You can find the Kafka Helm chart under the repository nearform/openshift-kafka.
We considered the most common Kafka architecture deployed in a container orchestration platform like OpenShift. We used
StatefulSets as Kubernetes resource to handle the internal state of the Kafka cluster components. We provisioned the underlying infrastructure with the failure in mind. All the components are spread across the AWS Availability Zones in the same region. Lastly we tuned properly the Kafka brokers and producers parameters to have the highest possible throughput.
We started this post by defining a clear goal. We wanted initially to prove that Kafka can run in an OpenShift cluster without any difficulties and generate enough write throughput and inbound message rate to be used in a production environment.

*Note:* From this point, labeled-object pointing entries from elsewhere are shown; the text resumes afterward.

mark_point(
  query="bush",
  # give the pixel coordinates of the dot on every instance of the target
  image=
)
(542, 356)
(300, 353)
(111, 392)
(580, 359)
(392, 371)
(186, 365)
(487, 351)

In a world that is quickly migrating to containers, it appeared very clear to us that we needed to embrace this challenge and try to run a complex distributed platform like Kafka in a container orchestration platform.
From our test results, we conclude that Kafka can be a valid solution for many production containerised environments with no major caveats.